J’ai été reçue par la sénatrice Marie Mercier et son assistante, Alexandra Besly. L’audition prévue pour 30 minutes s’est prolongée pendant une heure. Comme cela m’avait été dit, les associations qui militent pour l’allongement du délai de prescription sur la base de l’amnésie dissociative traumatique avaient été auditionnées et j’étais consultée pour donner le point de vue de la science. Comme je l’avais prévu, j’ai axé mon développement sur la malléabilité et la suggestibilité de la mémoire, ce qui rend possible l’induction de faux souvenirs soit expérimentalement soit en thérapie, sur l’impossibilité de différencier un vrai et un faux souvenir en l’absence de preuves indépendantes que ce soit à 10, 20 ou 30 ans, et que repousser le délai de prescription de 10 ans par rapport aux 20 ans actuels après l’âge de la majorité risquerait d’entraîner un nombre encore plus important d’accusations et de procès qui ne s’appuieront sur aucune preuve et détruiront encore plus de familles qu’actuellement.

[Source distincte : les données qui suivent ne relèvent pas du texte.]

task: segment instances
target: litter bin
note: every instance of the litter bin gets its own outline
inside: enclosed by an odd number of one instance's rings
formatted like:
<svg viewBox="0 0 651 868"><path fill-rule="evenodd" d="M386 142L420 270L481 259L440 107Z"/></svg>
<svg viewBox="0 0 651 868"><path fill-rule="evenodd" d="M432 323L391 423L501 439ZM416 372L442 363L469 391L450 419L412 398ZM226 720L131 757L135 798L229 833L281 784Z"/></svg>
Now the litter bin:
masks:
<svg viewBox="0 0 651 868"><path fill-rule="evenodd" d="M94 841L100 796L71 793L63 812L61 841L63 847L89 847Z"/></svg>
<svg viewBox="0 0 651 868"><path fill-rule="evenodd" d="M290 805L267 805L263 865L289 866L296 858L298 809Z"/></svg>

J’ai mis en relief le fait que la loi ne peut pas ignorer la science ainsi que nous le disions dans le Communiqué de l’Afis en 2014 : http://www.pseudo-sciences.org/spip.php?article2372

Je leur ai donné le dossier d’articles que j’avais écrits et que Science et pseudo-sciences avait publiés, des articles écrits par des chercheurs et universitaires soit dans SPS soit dans d’autres revues ou sites, que j’avais apporté, ainsi que les deux exemplaires de SPS 312 et SPS 285 et mon livre sur les ravages des faux souvenirs. J’ai précisé que j’avais interviewé Richard McNally, Scott O. Lilienfeld, Elizabeth Loftus et fait appel à des chercheurs des universités françaises, belges (cf. le dossier de SPS 312 sur “La mémoire manipulée”) ainsi que britanniques (Chris French, Julia Shaw) pour constituer ce dossier ou encore dans mes articles ultérieurs sur, entre autres, la psychologie de l’aveu. Marie Mercier m’a demandé si je connaissais l’affaire F. Flament. Je lui ai montré que dans le dossier que je lui donnais il y avait justement un article sur l’exploitation de cette affaire de mémoire récupérée et la “Mission de consensus sur le délai de prescription applicable aux crimes sexuels commis sur les mineur.e.s”, confiée à F. Flament et au juge Jacques Calmettes. J’ai cité le passage de l’audition que j’ai retranscrit du juge Calmettes où, interrogé sur l’amnésie traumatique et l’allongement du délai de prescription, il disait : « La Cour de cassation a une position très claire de rejet disant que cette base de révélations, les conditions de ces révélations et les connaissances, les données acquises de la science, comme on le dit souvent en droit, ne permettent pas d’asseoir la procédure sur ce problème-là, trop fragile par rapport à la rigueur du droit. »
Il avait également évoqué, je cite : « le problème de la preuve du souvenir, de la fabrication des faux souvenirs, de la distorsion des souvenirs », mais nulle part cela n’a été repris. Elle ne connaissait pas cette audition, elle était surprise. Je lui ai indiqué la vidéo. Elle a surligné le passage dans mon article.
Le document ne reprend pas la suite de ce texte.